Can we have a general utility to decode and encode (using Gzip)? That could be re-used at more than one place? We can use some generics to model more than one Input/Output?

I'm not sure I completely understand what you mean in this case. There are plenty of generic Gzip utils around. The GZIPOutputStream that is being used here for example uses the built-in Inflater class in Java (https://docs.oracle.com/en/java/javase/11/docs/api/java.base/java/util/zip/Inflater.html), which already contains a lot of generic methods for compressing/decompressing. There are also no other places in this library where we are currently doing any gzipping. Pre-creating a library for gzipping any kind of object sounds like an example of premature optimization.

Not pre-creating a library. But basically breaking down this class into two classes - Partition and say GzipEncodingUtility. GzipEncodingUtility will use generics to take in dynamic input/output types. Partition class could internally use GzipEncodingUtility to do what it's doing currently.

arpan14 · 2023-08-03T13:38:26Z

...oud-spanner/src/main/resources/com/google/cloud/spanner/connection/ClientSideStatements.json

+		"statementType": "PARTITION",
+		"regex": "(?is)\\A\\s*partition(\\s+|\\()(.*)\\z",
+		"method": "statementPartition",
+		"exampleStatements": []


Referring back to a previous comment of mine where I asked for a few examples, can we add a few examples here which can be used to understand the ClientSideStatementPartitionExecutor code better?

I've added some example statements here (and update the test framework a bit, as it was not able to fully cope with these statements that can have anything at the end).

arpan14 · 2023-08-03T13:46:49Z

google-cloud-spanner/src/main/java/com/google/cloud/spanner/connection/MergedResultSet.java

+    private final Type type;
+    private final ResultSetMetadata metadata;
+
+    static PartitionExecutorResult data(Struct data) {


Wouldn't a builder pattern be better suited for such object construction? Otherwise for every member that we introduce it will be difficult to multiplex such method to partially build the object.

Otherwise for every member that we introduce it will be difficult to multiplex such method to partially build the object.

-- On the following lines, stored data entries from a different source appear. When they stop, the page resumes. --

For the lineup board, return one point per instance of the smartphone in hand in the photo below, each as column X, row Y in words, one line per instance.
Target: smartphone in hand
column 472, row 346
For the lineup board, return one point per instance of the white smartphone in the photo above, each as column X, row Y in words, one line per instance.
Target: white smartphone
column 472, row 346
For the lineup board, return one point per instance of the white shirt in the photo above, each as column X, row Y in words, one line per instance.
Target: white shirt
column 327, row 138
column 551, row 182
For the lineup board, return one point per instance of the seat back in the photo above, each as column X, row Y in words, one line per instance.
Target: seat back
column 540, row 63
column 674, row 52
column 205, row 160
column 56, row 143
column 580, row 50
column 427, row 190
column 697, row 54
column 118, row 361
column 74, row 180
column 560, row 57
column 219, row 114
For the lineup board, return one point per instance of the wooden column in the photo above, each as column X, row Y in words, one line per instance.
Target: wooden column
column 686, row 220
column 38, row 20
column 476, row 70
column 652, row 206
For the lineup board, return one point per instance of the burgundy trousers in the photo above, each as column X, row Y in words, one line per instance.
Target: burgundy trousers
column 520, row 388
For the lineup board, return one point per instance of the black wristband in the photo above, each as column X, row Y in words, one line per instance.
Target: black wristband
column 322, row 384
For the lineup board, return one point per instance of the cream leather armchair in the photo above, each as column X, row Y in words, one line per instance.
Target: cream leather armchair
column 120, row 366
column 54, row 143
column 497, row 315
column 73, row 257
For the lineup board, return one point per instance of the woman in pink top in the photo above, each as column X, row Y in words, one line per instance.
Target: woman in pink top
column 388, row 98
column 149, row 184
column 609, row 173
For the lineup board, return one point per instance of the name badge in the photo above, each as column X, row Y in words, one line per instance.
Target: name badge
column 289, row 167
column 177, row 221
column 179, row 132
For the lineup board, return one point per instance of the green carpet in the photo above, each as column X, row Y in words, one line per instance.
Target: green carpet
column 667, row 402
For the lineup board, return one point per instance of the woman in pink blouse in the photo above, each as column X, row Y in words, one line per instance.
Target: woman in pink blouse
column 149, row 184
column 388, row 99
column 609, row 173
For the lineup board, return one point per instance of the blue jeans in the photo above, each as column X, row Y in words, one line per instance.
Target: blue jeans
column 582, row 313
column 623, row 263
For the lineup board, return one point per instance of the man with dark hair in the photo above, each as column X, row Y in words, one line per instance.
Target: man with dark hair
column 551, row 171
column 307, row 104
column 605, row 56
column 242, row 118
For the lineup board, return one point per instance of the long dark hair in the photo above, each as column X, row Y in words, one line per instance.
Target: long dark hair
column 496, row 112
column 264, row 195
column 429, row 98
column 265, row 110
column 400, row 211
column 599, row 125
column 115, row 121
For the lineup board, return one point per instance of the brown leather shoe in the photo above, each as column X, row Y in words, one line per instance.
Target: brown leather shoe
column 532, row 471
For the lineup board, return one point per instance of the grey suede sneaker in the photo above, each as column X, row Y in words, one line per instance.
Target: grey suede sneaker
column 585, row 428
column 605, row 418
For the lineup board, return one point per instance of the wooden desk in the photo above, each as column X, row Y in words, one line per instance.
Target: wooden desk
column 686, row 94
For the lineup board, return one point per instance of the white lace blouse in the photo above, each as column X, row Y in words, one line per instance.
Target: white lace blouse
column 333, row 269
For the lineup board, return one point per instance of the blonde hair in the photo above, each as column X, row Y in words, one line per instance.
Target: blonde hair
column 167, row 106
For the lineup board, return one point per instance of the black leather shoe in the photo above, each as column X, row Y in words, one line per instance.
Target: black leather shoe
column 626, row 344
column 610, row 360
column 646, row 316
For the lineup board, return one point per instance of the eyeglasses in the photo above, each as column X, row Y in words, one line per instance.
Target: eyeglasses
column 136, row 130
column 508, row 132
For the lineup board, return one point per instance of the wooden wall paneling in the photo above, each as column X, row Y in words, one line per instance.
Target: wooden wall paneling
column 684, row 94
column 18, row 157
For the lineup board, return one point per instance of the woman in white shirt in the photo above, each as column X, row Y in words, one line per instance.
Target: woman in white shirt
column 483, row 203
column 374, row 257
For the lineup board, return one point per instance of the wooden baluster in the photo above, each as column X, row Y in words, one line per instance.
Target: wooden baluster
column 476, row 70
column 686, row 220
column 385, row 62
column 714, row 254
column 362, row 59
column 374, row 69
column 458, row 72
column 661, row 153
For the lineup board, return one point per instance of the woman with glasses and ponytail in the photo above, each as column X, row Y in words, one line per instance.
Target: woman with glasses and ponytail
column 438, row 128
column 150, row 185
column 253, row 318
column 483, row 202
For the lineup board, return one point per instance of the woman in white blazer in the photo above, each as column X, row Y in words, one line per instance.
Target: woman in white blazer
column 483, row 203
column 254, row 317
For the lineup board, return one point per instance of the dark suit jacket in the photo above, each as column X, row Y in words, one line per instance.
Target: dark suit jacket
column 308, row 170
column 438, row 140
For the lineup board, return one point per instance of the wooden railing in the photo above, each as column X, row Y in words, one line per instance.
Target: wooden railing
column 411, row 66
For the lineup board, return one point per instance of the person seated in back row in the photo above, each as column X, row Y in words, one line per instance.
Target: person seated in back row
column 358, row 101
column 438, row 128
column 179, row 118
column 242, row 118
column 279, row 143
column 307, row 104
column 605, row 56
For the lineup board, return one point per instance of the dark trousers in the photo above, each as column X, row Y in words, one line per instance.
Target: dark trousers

That is actually the reason that I think that a Builder pattern is not suitable here. This (internal) object is not intended to allow each possible permutation. By using static builder methods for the specific permutations we allow, we gain the advantage of:

Being able to check the specific arguments of that permutation (e.g. calling data(Struct data) with a null value should be disallowed (I've added a null-check for that).

The place where it is being called is a lot easier to read: PartititionExecutorResult.data(...) is a clear indication that this result contains data, and that it is logical that it does not need to for example also include metadata.

arpan14 · 2023-08-03T13:55:35Z

google-cloud-spanner/src/main/java/com/google/cloud/spanner/connection/MergedResultSet.java

+ * multiple queries. Each query uses its own {@link RowProducer} that feeds rows into the {@link
+ * MergedResultSet}. The order of the records in the {@link MergedResultSet} is not guaranteed.
+ */
+class MergedResultSet extends ForwardingStructReader implements PartitionedQueryResultSet {


Have we explored re-using some elements present in AsyncResultSetImpl ? Or in another way are there ways in which we can make MergedResultSet and AsyncResultSetImpl have some common code?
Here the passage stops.